羽生結弦も順調。日本人スケーターがアイスショーで着々と調整 (2ページ目)

  • 折山淑美●取材・文 text by Oriyama Toshimi 能登直/Fantasy On Ice 2018●撮影 photo by Noto Sunao/Fantasy On Ice 2018

 羽生はその中でも、自分を着々とレベルアップさせていた。2会場目の金沢公演では、初日はトリプルアクセルと3回転トーループ、2日目には4回転トーループに挑戦。これは着氷が少し乱れたものの、フィナーレでは4回転トーループに再挑戦して、きれいに決めて観客から大歓声を受けた。

 その翌週は、長野で開催された『ヒーローズ&フューチャー2018』の2日目から出演。ここでは2017年世界選手権で世界最高得点を出した『ホープ&レガシー』のショートバージョンを滑り、その演技で3回転ループを解禁。その後の4回転トーループは転倒したものの、トリプルアクセル+1回転ループ+3回転サルコウをきれいに決めると、コレオシークエンスの後にトリプルアクセルを跳び、コンビネーションスピンで締めくくる演技を披露した。
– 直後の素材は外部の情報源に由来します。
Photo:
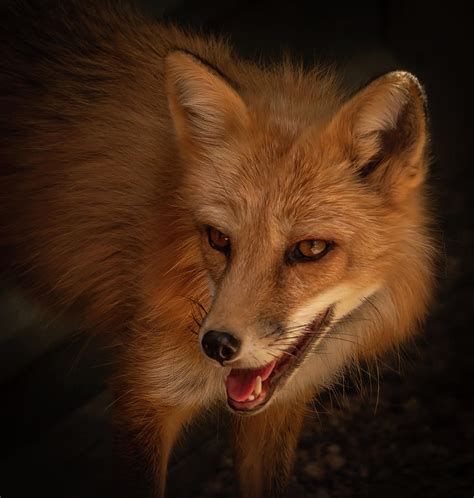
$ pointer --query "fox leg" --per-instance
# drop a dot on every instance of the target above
(265, 445)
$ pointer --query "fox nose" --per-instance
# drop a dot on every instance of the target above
(220, 346)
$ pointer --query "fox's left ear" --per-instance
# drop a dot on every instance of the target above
(384, 129)
(206, 110)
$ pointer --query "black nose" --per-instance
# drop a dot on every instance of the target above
(220, 346)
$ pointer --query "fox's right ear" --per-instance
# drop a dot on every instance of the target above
(205, 109)
(384, 132)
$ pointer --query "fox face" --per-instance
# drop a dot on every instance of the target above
(312, 232)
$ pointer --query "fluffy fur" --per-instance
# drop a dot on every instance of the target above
(121, 140)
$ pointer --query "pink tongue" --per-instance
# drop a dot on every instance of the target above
(241, 382)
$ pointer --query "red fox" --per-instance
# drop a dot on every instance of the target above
(228, 223)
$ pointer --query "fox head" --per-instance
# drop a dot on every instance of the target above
(307, 213)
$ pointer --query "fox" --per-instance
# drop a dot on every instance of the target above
(242, 232)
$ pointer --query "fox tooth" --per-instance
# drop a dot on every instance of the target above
(258, 386)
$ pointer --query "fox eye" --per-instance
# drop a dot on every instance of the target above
(310, 250)
(218, 240)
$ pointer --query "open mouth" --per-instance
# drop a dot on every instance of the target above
(248, 390)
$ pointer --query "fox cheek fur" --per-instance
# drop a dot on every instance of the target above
(114, 171)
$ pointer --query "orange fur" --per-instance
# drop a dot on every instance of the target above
(121, 139)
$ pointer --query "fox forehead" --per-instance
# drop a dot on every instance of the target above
(292, 196)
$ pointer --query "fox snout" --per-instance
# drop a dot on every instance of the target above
(220, 346)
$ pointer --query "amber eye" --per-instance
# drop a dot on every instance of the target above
(218, 240)
(310, 250)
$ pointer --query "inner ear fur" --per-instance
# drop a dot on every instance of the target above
(384, 131)
(206, 110)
 最終日には、3回転ループで予定していた最初のジャンプを、「軌道が違っていて跳びにくい」と、元のフリーの演技と同じように3回転フリップに変えて軽々と跳び、会場を驚かせた。

 さらに、その後は4回転トーループ+3回転トーループを成功させると、トリプルアクセルからの3連続ジャンプと単発のトリプルアクセルをきれいに決め、順調な回復ぶりを大いにアピールした。
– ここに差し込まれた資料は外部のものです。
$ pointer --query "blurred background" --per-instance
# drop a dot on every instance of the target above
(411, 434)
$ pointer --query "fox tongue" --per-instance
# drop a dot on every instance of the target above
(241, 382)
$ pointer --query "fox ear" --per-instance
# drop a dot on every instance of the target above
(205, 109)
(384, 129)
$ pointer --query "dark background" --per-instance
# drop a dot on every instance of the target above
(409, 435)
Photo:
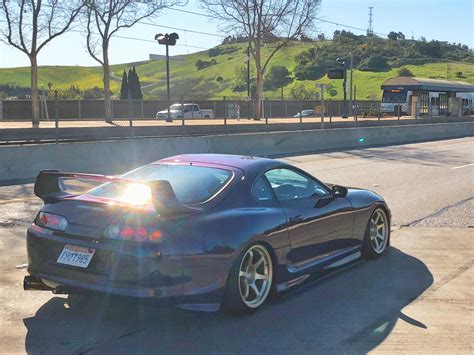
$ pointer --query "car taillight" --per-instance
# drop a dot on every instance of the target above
(135, 233)
(51, 221)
 続く6月15日から開幕した『ファンタジー・オン・アイス』後半の神戸公演では、ピアニストの清塚信也とのコラボレーションである『春よ来い』を披露。ジャンプは2本だけの演技だったが、初日と2日目は最初に3回転ループを跳び、後半には大きさのあるシングルアクセルを跳ぶ構成となった。

 その演技を、最終公演の静岡では感情を少し抑えた洗練させたものにして、最初の3回転ループもきれいに跳んだ。その回転速度はこれまでより速く、最終日には4回転も十分いけると思わせるほどの3回転ジャンプになっていた。プログラムの完成度がさらに高い演技を披露した羽生は、4回転ループも跳べそうな状態になっている姿を見せて、アイスショーシーズンを終えた。

トリプルアクセルも跳んだ紀平梨花トリプルアクセルも跳んだ紀平梨花 また、羽生と同じく全公演に出演した紀平は、最初の2公演と神戸の初日まではショーナンバーの『ラビアン・ローズ』を滑り、神戸の2日目からは昨季トム・ディクソンに振りつけてもらった『ビューティフル・ストーム』を披露した。